In Liberty Mutual Insurance Company v. FAG Bearings Corporation, the Court determined that the absolute pollution exclusion barred coverage. 153 F.3d 919, 923 (8th Cir. 1998). In light of the Court's finding of no coverage, the insurer argued it was entitled to reimbursement of all defense costs paid. Applying Missouri law, the Court noted:
Although the parties disputed whether the claims were excluded from coverage by operation of the pollution exclusion clause, any uncertainty as to such coverage should be resolved in [the insured's] favor. Therefore [the insurer] remained obligated to defend [the insured] so long as there remained any question as to whether the underlying claims were covered by the policies. Upon such determination that the . . . claims . . . were excluded from coverage, the district court properly concluded that [the insurer's] duty to defend [the insured] in this action expired. Because we conclude that [the insurer] had a duty to defend [the insured] until such determination was made, we reject [the insurer's] argument that it is entitled to reimbursement of defense costs. Id. at 924.See also, General Agents Insurance Company of America v. Midwest Sporting Goods Company, 215 Ill.2d 146, 828 N.E.2d 1092, 293 Ill.Dec. 594 (Ill. 2005) (court held it would follow the minority rule which refuses to permit an insurer to recover defense costs pursuant to a reservation of rights absent an express provision to that effect in the insurance contract).

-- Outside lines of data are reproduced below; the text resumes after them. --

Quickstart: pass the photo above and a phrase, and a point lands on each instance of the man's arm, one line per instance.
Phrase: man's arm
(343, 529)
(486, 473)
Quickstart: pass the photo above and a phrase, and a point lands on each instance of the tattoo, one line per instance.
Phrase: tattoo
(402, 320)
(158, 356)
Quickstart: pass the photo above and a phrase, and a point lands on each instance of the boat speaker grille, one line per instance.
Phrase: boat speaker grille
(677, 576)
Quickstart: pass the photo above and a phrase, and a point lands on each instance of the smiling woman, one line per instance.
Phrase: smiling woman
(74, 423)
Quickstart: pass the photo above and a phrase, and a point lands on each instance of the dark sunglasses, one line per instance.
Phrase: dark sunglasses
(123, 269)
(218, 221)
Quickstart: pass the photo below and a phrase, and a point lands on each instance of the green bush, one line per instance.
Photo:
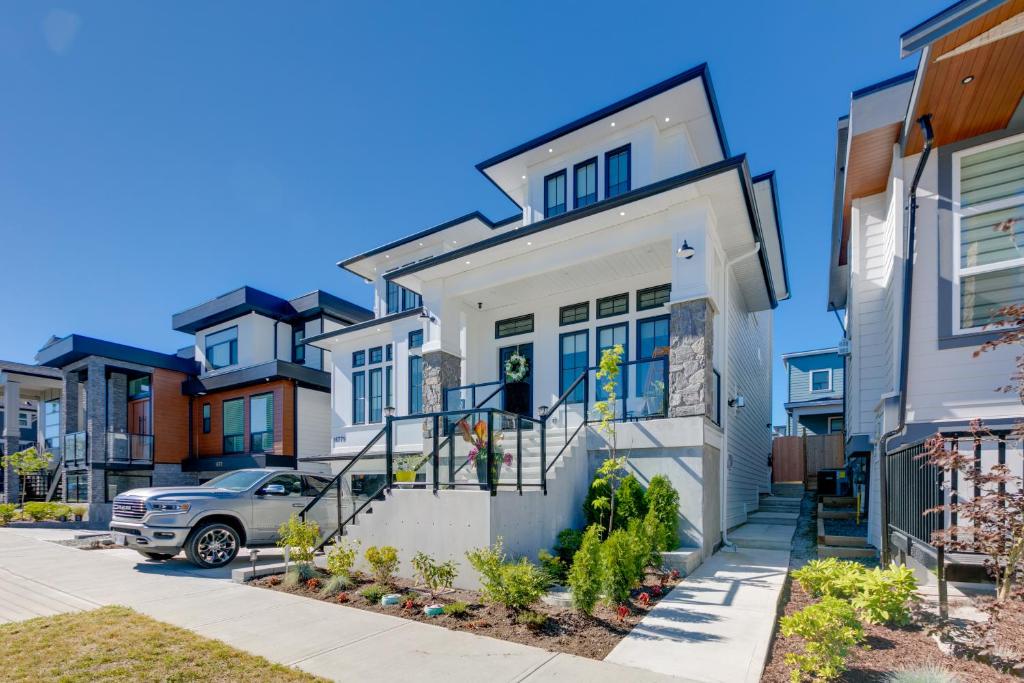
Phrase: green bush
(299, 539)
(514, 585)
(663, 512)
(884, 595)
(383, 563)
(341, 558)
(374, 593)
(830, 630)
(585, 574)
(623, 559)
(567, 544)
(437, 577)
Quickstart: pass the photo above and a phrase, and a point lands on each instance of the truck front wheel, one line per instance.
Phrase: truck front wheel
(212, 545)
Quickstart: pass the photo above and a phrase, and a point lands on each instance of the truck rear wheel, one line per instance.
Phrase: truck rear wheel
(212, 545)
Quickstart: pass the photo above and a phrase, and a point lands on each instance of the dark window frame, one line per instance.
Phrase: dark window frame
(608, 156)
(514, 321)
(573, 307)
(649, 290)
(625, 296)
(576, 195)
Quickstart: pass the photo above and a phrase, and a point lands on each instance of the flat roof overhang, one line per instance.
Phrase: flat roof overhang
(727, 184)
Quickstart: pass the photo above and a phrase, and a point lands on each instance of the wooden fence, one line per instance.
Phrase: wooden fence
(800, 458)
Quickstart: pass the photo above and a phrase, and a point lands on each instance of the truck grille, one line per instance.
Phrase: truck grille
(128, 508)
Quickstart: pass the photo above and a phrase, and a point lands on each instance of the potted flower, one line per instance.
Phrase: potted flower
(516, 387)
(484, 453)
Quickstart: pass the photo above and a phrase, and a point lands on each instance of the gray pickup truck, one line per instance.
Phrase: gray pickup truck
(212, 521)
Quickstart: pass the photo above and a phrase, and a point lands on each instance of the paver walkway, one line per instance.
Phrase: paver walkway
(343, 643)
(716, 625)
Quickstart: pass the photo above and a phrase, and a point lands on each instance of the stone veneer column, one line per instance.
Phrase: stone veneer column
(690, 369)
(440, 371)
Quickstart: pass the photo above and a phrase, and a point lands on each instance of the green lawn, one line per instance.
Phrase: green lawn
(118, 644)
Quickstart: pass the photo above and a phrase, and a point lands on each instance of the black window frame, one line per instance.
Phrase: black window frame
(608, 156)
(548, 213)
(667, 288)
(576, 183)
(573, 307)
(515, 332)
(625, 296)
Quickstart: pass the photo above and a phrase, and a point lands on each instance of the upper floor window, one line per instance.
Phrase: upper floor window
(652, 297)
(514, 326)
(222, 348)
(990, 225)
(616, 172)
(820, 380)
(554, 195)
(585, 183)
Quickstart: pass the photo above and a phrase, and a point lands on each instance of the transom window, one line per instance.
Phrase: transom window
(585, 183)
(577, 312)
(653, 297)
(820, 380)
(616, 172)
(554, 195)
(514, 326)
(989, 218)
(613, 305)
(222, 348)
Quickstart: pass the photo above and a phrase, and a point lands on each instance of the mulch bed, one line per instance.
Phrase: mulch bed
(891, 649)
(563, 631)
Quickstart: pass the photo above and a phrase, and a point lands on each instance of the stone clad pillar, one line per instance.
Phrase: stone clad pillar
(690, 368)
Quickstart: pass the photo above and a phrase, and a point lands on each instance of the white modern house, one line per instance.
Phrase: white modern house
(637, 226)
(928, 245)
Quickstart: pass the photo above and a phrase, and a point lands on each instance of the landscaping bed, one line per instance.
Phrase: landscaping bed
(563, 630)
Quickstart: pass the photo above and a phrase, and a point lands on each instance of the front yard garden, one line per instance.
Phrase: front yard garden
(118, 644)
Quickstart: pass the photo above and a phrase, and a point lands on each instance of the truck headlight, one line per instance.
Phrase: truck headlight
(167, 506)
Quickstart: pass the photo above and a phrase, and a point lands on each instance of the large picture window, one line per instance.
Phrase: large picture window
(989, 217)
(222, 348)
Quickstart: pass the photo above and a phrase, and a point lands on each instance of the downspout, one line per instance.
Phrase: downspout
(724, 465)
(926, 128)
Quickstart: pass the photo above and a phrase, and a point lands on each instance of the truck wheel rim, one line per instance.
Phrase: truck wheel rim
(216, 546)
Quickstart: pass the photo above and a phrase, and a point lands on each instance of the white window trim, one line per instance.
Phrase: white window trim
(958, 213)
(810, 380)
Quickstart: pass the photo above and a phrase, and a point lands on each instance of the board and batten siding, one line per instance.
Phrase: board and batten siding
(749, 433)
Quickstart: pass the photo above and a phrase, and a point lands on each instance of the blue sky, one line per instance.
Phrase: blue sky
(156, 155)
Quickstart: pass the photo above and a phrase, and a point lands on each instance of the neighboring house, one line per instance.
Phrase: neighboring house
(928, 239)
(26, 392)
(248, 393)
(814, 401)
(638, 226)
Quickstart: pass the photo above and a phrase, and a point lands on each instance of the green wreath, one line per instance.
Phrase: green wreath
(516, 368)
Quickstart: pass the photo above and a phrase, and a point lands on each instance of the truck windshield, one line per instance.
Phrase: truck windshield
(239, 480)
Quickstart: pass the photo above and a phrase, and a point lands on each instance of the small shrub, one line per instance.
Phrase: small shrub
(567, 544)
(530, 620)
(437, 577)
(383, 562)
(585, 574)
(374, 593)
(663, 512)
(341, 558)
(514, 585)
(456, 609)
(884, 595)
(830, 630)
(299, 539)
(7, 513)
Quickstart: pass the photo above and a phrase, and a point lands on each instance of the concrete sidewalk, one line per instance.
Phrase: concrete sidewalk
(716, 625)
(38, 578)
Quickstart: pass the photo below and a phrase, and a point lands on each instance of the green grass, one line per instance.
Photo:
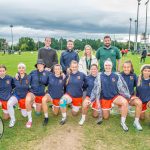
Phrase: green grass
(109, 135)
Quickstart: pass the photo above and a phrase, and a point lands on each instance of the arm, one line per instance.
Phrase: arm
(55, 60)
(62, 63)
(98, 54)
(118, 57)
(39, 54)
(122, 87)
(119, 64)
(77, 57)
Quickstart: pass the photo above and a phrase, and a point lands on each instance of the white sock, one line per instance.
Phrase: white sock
(64, 115)
(136, 120)
(83, 117)
(29, 116)
(123, 119)
(11, 113)
(46, 115)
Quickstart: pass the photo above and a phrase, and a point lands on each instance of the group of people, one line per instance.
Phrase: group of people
(77, 82)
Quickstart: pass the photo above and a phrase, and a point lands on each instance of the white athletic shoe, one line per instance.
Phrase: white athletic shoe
(124, 127)
(81, 122)
(11, 123)
(138, 126)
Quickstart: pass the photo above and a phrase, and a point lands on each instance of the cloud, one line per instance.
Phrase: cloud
(70, 16)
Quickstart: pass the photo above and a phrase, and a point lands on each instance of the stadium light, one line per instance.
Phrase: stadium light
(146, 21)
(129, 33)
(135, 21)
(137, 25)
(11, 26)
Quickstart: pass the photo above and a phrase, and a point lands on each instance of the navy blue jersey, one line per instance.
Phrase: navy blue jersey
(67, 57)
(143, 91)
(56, 86)
(109, 86)
(89, 84)
(21, 87)
(38, 81)
(6, 86)
(75, 84)
(131, 80)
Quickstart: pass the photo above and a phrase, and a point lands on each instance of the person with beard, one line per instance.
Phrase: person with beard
(108, 51)
(48, 55)
(67, 56)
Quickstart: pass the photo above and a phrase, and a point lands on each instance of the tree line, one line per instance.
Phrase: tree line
(29, 44)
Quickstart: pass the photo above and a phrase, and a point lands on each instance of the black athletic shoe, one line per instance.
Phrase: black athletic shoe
(63, 121)
(50, 105)
(45, 122)
(124, 127)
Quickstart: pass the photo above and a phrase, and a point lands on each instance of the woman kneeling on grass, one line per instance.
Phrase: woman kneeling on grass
(6, 86)
(89, 84)
(19, 94)
(112, 88)
(38, 81)
(56, 84)
(143, 88)
(131, 80)
(74, 91)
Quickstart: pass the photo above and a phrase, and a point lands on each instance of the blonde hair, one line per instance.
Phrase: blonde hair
(22, 65)
(146, 66)
(108, 61)
(58, 65)
(87, 46)
(72, 62)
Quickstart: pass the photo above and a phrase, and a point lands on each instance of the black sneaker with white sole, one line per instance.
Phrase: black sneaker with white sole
(124, 127)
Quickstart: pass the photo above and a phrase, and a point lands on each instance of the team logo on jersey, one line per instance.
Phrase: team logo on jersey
(27, 82)
(131, 77)
(78, 77)
(7, 81)
(113, 79)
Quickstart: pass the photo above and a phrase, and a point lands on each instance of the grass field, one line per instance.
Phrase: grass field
(109, 135)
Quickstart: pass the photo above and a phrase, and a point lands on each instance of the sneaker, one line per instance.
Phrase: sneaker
(138, 126)
(63, 121)
(50, 105)
(81, 122)
(28, 124)
(11, 124)
(124, 127)
(45, 122)
(99, 120)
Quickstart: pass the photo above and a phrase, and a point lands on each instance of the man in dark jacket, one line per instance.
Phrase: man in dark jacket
(68, 56)
(143, 55)
(48, 54)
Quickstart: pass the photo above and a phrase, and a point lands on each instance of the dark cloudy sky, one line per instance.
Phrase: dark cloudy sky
(69, 18)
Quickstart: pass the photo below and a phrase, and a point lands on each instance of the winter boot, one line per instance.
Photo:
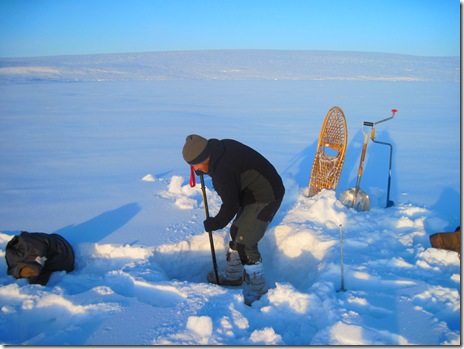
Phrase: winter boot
(233, 273)
(254, 283)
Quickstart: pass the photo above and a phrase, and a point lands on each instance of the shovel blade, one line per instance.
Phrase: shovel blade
(355, 198)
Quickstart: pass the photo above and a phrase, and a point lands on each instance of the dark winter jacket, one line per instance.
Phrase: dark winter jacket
(42, 253)
(242, 176)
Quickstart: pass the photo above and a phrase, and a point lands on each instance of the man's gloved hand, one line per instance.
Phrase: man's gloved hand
(210, 224)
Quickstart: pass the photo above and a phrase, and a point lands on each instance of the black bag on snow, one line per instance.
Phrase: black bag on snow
(36, 256)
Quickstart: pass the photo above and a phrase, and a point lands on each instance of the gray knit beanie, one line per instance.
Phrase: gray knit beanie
(196, 149)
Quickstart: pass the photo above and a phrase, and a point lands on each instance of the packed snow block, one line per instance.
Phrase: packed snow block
(447, 240)
(36, 256)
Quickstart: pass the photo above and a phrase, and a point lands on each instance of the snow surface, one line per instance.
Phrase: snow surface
(100, 163)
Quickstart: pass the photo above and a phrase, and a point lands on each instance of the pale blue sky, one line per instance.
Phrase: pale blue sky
(66, 27)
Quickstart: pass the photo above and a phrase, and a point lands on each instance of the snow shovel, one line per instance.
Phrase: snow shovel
(211, 242)
(355, 197)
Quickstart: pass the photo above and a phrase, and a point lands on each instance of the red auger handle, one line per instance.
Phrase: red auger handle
(193, 179)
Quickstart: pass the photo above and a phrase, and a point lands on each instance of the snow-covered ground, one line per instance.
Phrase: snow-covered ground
(100, 163)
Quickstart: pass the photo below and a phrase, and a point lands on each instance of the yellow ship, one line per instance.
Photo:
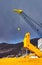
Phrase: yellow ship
(33, 58)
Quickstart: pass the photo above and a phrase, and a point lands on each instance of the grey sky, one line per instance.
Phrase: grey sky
(10, 21)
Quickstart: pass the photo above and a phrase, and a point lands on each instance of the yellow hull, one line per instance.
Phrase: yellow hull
(21, 61)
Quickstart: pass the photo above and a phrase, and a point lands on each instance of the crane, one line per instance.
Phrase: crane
(37, 27)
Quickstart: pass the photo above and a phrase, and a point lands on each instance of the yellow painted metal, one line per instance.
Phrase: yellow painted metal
(30, 46)
(19, 11)
(27, 60)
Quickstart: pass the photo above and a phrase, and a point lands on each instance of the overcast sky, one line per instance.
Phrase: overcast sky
(10, 21)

While the Eighth Circuit's decision in Liberty Mutual was made pursuant to the law of Missouri as to the scope of the duty to defend, this Court recognizes that Minnesota law has interpreted the duty to defend consistent with Missouri's interpretation. See eg. Brown v. State Auto Casualty Underwriters, 293 N.W.2d 822, 825-26 (Minn. 1980) (duty to defend triggered when any part of the claim arguably falls within coverage of policy). This Court will therefore follow the reasoning of the Eighth Circuit in Liberty Mutual and find an insurer is not entitled to the reimbursement of defense costs expended prior to the determination of coverage, unless specifically provided for in the insurance policy.
In this case, Employers did include in its reservation of rights letter a right to seek reimbursement of defense costs. However, IRP did not explicitly respond to this reservation, and the CGL policy is silent as to Employers' right to seek reimbursement. Accordingly, the Court will deny Employers' request for reimbursement of defense costs expended prior to the date of this Order.
IT IS HEREBY ORDERED THAT:
1. Employers Motion for Summary Judgment [Docket No. 22] is GRANTED.
2. IRP's Motion for Summary Judgment [Docket No. 26] is DENIED.
3. Employers' Supplement Motion for Summary Judgment and Reimbursement of Defense Costs [Docket No. 34] is DENIED as to the request for reimbursement of Defense Costs.
4. The claims at issue in the Hibbing Litigation are not covered and/or are excluded under the CGL Policy, and Employers has no duty to defend or indemnify IRP for any of the claims at issue in the Hibbing Litigation.
LET JUDGMENT BE ENTERED ACCORDINGLY.